I asked for examples and he said Polpo. ButItalian ingredients are cheap for the most part, unless you go for the expensive varieties, and they're coming from just over the road in Italy whereas we're getting things from Japan. He was comparing what is, in its own country, a cheap peasant food with what is, again in its own country, actually quite expensive. Price perception is interesting. People are prepared to pay £10 for a pizza that costs pennies to make - the best GP on almost anything I can think of - but getting ingredients from the other side of the world to deliver our product is seen as expensive. If I'd spent a million
quid on our décor, people would be happier to spend the money. The biggest lesson I learned here is that people are happy to pay a higher price if they're in an environment that feels expensive.

Look at Marina O'Loughlin's recent review of Fischer's in Marylebone. She said something like, as is always the case with Corbin & King, the environment and service is amazing but the food is secondary. Coming at it from a chef's point of view I assumed people would come for the food, so it was a good lesson.

The good thing is at least I didn't have to spend a million quid to learn it!

How easy is it to recruit for your restaurants?

Finding staff even to come and work at Zuma was ridiculous because people see the Jason Atherton world as a career path; they don't look at oriental food in the same way. But as I foundout by chance, you can fast-track your career in the world of oriental food because there are so few people who can do it well.

I was head chef of Nobu at 26. Was I really ready to be a head chef? Would I have that chance in a European restaurant in London? No, no one would have given me a head chef job in London 10 years ago, at 26. Asian food has become more popular around the world and I get calls from headhunters all around the
world that need chefs who can cook Asian food and have ideally worked at Zuma, Roka, Nobu.

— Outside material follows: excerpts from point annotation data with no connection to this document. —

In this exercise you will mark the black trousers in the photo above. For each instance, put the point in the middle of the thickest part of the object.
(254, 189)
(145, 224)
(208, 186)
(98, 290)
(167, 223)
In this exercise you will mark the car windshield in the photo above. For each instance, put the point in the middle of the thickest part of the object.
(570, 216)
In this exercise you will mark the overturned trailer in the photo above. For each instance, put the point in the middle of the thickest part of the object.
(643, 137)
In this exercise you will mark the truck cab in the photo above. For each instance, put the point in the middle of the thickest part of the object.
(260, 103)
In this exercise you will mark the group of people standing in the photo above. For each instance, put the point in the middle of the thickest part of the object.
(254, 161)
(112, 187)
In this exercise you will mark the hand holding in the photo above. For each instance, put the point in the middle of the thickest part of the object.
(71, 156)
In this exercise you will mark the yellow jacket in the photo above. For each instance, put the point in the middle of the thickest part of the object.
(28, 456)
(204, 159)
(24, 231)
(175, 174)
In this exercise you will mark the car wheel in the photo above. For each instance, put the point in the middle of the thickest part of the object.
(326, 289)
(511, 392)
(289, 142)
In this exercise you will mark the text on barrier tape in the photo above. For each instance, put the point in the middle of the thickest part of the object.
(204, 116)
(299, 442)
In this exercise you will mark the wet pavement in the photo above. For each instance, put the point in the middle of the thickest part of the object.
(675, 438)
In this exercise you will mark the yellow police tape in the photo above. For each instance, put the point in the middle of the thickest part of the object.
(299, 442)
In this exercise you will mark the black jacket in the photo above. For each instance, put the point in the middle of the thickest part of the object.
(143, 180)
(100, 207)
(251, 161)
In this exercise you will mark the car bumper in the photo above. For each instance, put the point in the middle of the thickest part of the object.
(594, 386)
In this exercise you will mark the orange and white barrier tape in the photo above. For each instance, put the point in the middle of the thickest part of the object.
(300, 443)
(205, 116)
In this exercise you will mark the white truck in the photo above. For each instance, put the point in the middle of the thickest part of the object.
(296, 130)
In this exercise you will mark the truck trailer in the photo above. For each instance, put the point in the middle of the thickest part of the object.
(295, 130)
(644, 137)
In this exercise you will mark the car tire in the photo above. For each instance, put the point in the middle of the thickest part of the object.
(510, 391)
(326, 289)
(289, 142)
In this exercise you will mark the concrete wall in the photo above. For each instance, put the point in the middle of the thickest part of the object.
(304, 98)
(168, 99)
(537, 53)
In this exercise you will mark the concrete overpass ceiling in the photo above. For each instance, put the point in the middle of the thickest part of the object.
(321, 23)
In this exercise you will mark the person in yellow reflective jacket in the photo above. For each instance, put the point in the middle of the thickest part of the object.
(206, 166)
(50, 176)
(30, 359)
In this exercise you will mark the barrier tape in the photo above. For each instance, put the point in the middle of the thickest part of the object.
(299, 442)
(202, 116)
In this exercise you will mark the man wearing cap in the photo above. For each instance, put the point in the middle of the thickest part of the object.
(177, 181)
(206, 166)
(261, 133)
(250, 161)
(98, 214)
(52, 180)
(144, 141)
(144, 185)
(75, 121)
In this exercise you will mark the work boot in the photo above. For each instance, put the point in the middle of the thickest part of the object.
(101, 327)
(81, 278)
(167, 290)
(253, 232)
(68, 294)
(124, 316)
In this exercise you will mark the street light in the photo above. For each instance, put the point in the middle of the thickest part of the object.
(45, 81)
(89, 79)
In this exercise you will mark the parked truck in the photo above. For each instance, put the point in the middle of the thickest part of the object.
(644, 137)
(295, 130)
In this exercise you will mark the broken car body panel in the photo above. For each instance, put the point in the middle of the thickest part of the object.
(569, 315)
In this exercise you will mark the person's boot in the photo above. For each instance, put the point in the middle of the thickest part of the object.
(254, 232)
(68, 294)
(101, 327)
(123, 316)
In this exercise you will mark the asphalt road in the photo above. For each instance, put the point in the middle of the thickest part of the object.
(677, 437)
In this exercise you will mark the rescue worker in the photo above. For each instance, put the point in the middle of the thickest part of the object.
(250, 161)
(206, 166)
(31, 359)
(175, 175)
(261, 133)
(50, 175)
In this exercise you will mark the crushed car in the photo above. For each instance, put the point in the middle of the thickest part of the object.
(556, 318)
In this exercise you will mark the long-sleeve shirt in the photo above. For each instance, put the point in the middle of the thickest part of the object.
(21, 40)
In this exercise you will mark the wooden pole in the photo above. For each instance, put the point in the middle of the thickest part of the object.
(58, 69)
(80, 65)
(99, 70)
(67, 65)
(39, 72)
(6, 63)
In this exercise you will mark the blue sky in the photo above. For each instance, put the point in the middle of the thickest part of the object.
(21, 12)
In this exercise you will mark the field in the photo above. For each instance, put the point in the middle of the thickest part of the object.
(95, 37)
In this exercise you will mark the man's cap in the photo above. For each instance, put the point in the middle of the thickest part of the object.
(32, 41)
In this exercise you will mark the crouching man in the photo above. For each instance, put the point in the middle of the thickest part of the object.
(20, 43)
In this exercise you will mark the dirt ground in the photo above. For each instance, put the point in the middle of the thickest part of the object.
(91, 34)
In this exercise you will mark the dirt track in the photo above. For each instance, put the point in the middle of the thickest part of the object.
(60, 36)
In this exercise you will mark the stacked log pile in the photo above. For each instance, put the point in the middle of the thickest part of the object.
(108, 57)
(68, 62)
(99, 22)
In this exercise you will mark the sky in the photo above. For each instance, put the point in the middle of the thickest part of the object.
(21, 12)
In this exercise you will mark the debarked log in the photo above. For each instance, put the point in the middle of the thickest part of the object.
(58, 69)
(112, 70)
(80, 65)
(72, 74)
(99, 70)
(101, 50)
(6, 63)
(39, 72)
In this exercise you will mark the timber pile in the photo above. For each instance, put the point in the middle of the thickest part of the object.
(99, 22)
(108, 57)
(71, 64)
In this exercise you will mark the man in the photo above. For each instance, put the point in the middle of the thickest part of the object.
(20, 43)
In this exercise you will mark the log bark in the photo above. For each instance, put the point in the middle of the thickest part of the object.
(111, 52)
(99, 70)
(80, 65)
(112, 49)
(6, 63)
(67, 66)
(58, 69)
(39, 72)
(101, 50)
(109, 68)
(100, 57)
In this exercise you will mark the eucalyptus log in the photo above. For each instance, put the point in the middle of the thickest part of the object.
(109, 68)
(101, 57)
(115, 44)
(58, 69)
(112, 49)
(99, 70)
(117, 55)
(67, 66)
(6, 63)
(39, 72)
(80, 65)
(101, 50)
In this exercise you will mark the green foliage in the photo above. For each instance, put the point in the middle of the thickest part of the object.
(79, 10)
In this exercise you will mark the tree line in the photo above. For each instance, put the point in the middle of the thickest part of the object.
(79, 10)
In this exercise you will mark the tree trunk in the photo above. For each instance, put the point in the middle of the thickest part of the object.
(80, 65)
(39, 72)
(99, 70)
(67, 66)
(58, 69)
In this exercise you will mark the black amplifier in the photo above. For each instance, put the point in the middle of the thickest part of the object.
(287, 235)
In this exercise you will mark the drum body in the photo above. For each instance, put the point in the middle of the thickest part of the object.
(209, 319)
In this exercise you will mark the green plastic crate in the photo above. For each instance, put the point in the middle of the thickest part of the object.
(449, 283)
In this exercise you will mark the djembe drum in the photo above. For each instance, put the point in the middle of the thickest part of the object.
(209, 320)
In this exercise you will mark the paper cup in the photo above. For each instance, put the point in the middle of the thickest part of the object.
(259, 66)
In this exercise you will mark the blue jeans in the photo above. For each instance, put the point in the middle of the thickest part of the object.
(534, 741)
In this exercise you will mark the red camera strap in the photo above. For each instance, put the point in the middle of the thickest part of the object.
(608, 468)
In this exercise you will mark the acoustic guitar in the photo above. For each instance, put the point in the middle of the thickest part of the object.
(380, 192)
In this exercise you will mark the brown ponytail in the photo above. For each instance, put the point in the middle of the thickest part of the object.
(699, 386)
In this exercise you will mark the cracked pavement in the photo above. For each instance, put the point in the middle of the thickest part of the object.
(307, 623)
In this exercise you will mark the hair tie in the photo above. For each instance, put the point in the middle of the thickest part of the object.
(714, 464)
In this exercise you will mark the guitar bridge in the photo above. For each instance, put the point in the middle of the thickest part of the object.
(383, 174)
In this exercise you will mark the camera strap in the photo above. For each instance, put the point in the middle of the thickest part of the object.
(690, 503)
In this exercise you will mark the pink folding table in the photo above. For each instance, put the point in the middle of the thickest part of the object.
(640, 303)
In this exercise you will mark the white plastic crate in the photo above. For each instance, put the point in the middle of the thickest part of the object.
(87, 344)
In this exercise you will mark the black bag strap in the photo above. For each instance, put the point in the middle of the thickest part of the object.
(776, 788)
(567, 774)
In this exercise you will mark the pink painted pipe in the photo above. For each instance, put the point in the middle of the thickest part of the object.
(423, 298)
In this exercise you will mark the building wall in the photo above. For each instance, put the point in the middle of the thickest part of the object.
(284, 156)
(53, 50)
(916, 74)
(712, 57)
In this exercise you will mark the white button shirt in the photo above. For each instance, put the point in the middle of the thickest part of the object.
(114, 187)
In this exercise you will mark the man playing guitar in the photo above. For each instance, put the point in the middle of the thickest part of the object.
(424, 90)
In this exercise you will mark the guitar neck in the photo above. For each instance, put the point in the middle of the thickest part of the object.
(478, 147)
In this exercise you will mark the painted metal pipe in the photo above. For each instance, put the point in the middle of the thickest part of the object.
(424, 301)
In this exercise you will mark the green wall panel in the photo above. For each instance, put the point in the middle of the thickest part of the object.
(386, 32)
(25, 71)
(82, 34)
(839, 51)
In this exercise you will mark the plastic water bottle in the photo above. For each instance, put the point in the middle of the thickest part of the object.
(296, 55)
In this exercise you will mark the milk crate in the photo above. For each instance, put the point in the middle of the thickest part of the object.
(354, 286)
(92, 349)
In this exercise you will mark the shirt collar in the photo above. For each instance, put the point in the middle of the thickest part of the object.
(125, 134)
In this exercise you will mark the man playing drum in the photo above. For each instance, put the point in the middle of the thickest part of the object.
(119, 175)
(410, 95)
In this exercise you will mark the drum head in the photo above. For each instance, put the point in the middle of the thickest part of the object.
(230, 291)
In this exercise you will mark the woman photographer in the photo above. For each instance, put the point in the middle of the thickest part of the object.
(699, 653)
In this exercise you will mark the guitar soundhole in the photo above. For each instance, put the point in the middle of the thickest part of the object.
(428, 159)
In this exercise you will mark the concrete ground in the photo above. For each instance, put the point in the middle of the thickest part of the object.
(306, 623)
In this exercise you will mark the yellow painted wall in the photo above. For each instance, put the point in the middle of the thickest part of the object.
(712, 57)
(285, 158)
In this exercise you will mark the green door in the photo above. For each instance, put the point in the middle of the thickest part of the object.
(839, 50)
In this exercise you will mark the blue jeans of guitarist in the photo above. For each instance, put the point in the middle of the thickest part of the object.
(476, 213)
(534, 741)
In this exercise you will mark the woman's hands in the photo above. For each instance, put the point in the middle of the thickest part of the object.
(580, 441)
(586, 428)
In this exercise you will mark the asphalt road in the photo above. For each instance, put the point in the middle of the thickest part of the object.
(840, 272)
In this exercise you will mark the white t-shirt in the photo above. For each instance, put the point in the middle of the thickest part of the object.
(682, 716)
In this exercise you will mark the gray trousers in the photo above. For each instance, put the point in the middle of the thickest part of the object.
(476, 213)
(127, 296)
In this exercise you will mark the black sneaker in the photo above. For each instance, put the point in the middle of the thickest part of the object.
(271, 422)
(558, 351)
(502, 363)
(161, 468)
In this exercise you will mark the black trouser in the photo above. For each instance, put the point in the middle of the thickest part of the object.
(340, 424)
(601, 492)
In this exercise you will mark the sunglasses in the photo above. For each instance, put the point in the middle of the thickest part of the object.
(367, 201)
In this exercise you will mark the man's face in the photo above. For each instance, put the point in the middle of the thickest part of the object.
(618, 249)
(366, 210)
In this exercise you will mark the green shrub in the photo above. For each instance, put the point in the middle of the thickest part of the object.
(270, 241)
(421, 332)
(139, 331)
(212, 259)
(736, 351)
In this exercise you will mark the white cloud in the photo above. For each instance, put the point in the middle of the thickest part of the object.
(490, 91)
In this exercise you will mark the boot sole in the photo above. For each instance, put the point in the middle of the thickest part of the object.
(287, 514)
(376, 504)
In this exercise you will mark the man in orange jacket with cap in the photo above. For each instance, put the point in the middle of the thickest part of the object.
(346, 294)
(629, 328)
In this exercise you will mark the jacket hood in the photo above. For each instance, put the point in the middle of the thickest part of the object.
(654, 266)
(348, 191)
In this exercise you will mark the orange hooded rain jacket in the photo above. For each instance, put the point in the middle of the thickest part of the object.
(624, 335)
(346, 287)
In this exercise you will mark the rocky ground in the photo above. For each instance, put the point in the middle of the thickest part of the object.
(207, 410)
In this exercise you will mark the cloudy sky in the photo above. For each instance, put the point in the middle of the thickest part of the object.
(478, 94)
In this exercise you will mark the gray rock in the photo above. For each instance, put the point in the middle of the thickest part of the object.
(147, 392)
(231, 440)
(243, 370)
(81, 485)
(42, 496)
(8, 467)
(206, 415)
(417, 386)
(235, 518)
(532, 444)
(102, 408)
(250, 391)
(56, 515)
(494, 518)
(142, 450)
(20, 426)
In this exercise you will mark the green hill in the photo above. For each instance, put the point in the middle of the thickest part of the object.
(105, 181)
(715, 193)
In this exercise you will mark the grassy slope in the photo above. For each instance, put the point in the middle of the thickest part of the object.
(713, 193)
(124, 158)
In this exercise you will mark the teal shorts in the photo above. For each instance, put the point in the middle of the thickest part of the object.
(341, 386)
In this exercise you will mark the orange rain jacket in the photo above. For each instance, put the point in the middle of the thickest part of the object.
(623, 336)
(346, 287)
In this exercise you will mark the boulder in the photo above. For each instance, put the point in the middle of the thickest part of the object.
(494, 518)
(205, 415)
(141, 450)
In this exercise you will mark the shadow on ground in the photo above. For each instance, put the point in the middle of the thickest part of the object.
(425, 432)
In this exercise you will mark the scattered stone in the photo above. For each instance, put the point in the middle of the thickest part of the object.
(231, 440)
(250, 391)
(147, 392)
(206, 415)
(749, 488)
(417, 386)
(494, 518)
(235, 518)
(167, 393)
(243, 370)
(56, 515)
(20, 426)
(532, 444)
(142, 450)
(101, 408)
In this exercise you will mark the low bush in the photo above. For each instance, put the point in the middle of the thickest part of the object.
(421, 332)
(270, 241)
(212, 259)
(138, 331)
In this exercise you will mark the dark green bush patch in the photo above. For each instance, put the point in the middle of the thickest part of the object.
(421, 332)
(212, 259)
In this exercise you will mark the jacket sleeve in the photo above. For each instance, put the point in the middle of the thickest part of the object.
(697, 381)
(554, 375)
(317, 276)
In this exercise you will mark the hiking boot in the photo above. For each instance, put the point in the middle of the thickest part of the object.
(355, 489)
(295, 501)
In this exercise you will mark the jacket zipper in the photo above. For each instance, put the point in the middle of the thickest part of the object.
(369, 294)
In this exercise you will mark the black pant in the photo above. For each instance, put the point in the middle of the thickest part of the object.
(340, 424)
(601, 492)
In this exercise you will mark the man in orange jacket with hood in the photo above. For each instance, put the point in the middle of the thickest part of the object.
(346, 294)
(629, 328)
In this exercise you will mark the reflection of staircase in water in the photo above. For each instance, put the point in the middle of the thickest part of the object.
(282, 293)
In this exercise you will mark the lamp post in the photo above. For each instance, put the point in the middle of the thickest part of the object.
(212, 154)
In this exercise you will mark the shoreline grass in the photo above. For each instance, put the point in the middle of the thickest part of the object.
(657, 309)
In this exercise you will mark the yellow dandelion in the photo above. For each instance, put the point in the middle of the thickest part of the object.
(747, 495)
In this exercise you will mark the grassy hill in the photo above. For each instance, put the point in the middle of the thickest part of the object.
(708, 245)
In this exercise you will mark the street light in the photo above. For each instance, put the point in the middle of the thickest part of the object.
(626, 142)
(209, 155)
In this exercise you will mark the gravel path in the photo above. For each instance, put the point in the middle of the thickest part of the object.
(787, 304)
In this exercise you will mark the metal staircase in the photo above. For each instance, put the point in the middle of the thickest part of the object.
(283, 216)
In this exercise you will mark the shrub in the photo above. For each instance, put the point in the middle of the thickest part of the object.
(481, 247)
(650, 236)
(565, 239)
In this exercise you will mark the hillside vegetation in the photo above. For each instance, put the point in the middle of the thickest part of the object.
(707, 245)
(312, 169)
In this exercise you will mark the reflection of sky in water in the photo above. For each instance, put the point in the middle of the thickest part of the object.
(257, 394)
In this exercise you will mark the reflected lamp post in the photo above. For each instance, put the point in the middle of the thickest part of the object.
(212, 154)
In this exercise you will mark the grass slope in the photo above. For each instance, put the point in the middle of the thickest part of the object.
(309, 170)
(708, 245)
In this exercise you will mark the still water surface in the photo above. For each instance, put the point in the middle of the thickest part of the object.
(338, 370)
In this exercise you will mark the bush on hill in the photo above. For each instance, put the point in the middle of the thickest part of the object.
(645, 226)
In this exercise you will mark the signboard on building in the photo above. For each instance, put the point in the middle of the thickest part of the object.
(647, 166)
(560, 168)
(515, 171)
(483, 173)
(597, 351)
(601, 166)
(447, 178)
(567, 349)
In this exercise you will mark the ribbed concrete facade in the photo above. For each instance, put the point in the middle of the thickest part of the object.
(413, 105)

But I don't know anyone. They're hens' teeth. And anyone really good, I want for myself! We're focusing more on internal growth; taking young guys and teaching them to do what we need them to do in the way that we want them to do it. I'm hoping that with this growth spurt we're working on, people will
look at us and think, 'Wow, these guys are actually moving, now is a good time to join…'.

There are two things that will limit our growth: not finding the right people and not finding the right sites. But we've got our plans for the next six months, which are going to be mental.